Let’s see their quality tests with the LiteOn drive first, followed with the Optiarc drive:
CD #1 – LiteOn
This is the CD that was able to read completely but lowers the speed. When playing it back, it pauses while reading the wrong area. It can be ripped, but will struggle in the bad area. The ripped file appears to be fine, but EAC reports timing problems. Listening to the track didn’t revealed any issues.
You can see the excesive amounts of C1 and C2 errors.
CD #2 – Optiarc
Here is another burn of the same data, burned with the Optiarc drive and tested on the LiteOn drive. You can see that it only reports a maximum of 10 C1 errors and no C2 errors. The quality score is 99%. Same media, but burned on a different drive, at 10x speed.
CD #3 – LiteOn
This CD failed to test properly. Once again, you can see the excessive amounts of C1 and C2 errors. The positions of the C1 and C2 errors seem to match the ones of the previous LiteOn burn.
CD #4 – Optiarc
Here is another burn of the same data of the previous burn. You can see this time it was successful, with only a maximum of 8 C1 errors and a total of 19. Again, the quality score is 99%, which is the same as the other Optiarc-burned media.
As seen from the above tests, it seems the Optiarc AD-7561A drive can successfully burn these discs if we intend to use all of its capacity. Maybe it is because of the slower burning speed, or because the optical laser can burn them better than the one on the LiteOn drive.

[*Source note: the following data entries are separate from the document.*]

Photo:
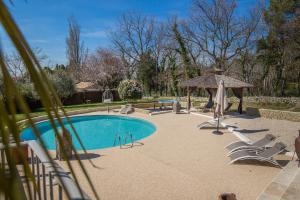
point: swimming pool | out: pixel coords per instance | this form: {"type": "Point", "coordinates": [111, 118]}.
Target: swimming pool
{"type": "Point", "coordinates": [95, 131]}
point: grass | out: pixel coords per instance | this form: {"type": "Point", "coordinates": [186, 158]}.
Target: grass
{"type": "Point", "coordinates": [273, 106]}
{"type": "Point", "coordinates": [40, 111]}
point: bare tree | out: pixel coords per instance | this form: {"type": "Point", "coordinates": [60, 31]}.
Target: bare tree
{"type": "Point", "coordinates": [16, 66]}
{"type": "Point", "coordinates": [76, 52]}
{"type": "Point", "coordinates": [217, 30]}
{"type": "Point", "coordinates": [104, 68]}
{"type": "Point", "coordinates": [134, 37]}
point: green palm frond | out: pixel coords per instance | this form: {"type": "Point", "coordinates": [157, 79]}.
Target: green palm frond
{"type": "Point", "coordinates": [14, 101]}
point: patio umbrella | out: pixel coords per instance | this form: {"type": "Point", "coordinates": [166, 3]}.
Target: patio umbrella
{"type": "Point", "coordinates": [222, 103]}
{"type": "Point", "coordinates": [221, 99]}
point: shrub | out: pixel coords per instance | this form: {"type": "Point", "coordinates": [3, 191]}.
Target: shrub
{"type": "Point", "coordinates": [28, 91]}
{"type": "Point", "coordinates": [1, 86]}
{"type": "Point", "coordinates": [130, 90]}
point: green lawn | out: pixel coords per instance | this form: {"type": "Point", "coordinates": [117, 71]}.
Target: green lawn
{"type": "Point", "coordinates": [272, 106]}
{"type": "Point", "coordinates": [40, 111]}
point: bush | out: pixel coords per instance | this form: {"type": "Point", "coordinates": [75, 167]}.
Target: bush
{"type": "Point", "coordinates": [130, 90]}
{"type": "Point", "coordinates": [63, 84]}
{"type": "Point", "coordinates": [1, 86]}
{"type": "Point", "coordinates": [28, 91]}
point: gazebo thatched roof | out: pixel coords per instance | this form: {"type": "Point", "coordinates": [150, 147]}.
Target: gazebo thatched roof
{"type": "Point", "coordinates": [82, 86]}
{"type": "Point", "coordinates": [213, 80]}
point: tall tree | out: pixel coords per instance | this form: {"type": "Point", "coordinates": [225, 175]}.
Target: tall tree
{"type": "Point", "coordinates": [279, 49]}
{"type": "Point", "coordinates": [133, 37]}
{"type": "Point", "coordinates": [219, 32]}
{"type": "Point", "coordinates": [146, 72]}
{"type": "Point", "coordinates": [76, 53]}
{"type": "Point", "coordinates": [104, 68]}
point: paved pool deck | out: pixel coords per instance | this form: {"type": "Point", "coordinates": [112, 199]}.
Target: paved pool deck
{"type": "Point", "coordinates": [178, 161]}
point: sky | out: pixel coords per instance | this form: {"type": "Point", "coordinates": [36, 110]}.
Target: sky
{"type": "Point", "coordinates": [45, 22]}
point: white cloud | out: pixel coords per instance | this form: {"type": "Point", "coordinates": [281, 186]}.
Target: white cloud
{"type": "Point", "coordinates": [95, 34]}
{"type": "Point", "coordinates": [40, 41]}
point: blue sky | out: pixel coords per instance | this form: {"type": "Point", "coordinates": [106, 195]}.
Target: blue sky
{"type": "Point", "coordinates": [44, 22]}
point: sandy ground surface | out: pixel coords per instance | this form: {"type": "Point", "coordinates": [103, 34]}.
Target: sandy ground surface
{"type": "Point", "coordinates": [178, 161]}
{"type": "Point", "coordinates": [256, 127]}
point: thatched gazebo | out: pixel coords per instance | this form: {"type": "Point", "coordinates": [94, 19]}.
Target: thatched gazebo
{"type": "Point", "coordinates": [210, 82]}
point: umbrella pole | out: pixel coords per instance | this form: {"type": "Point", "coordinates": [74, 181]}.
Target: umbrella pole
{"type": "Point", "coordinates": [218, 132]}
{"type": "Point", "coordinates": [218, 124]}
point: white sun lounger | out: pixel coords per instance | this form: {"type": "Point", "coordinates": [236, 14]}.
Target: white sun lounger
{"type": "Point", "coordinates": [262, 156]}
{"type": "Point", "coordinates": [260, 144]}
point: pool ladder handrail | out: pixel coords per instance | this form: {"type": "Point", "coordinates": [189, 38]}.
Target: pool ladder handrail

The LiteOn drive can only burn these CDs at 16x and 24x, while the Optiarc can only burn them at 10x. I’ll test burning a disc at 16x at a later time and see if it works. If not, I’ll continue using the Optiarc drive, which has proven to burn them correctly and without any issues.
Yesterday, I received some Pocket/Mini CD-R I purchased on eBay, which were being sold for cheap due to them not being branded or not having their specs listed.
The seller was selling 3 packs of 100 unbranded silver surface Mini CD-R, and since the price was lower compared to other branded media, I decided to buy all 3.
The discs were wrapped with no spindle.
The discs have a silver surface:
Here we can see a single CD-R:
They have the usual light green color on the data side.
The disc loaded fine on my LiteOn iHAS524 drive. I launched ImgBurn which says that the discs are made by Ritek. Their media ID is 97m15s17f:
They also have a capacity of 210MB or 24 minutes and a maximum write speed of 24x.
This is the first Mini CD I use with this LiteOn drive, which has the unique LabelTag feature to add labels to the data side. The software detected the disc and a label can be created:
I burned some of these CD-R with Nero Express, which allows the creation of the label on the same run. I also burned them at its maximum speed of 24x without any failure.
I ran a Disc Quality test using Nero DiscSpeed. Below you can see the results of those tests. I limited the test to the first session of it, as the second one is the label produced with the above software and contains unreadable data. This makes the test fail. By limiting it to the first session, we can get the actual data track quality.
The first test gave us a maximum of 14 C1 errors with a total of 58. The average was 0.11. There were no C2 errors reported. The Quality Score was 98%.
This test was perfect! No C1 or C2 errors were reported, making the Quality Score be 100%.
This disc had a maximum of 9 for the C1 Errors with a total of 13. The average was 0.07. No C2 errors were reported. The Quality Score was 99%.
This final disc I burned had a maximum of 13 C1 errors with a total of 27. No C2 errors were reported. The Quality Score was 98%.
These blank CD-R media seems to be good to write small amounts of data. This could be an MP3 album, some photos, or software you’d like to archive. The burns seem to be of good quality and the 24x burning speed is adequate. This sure was a great find on eBay!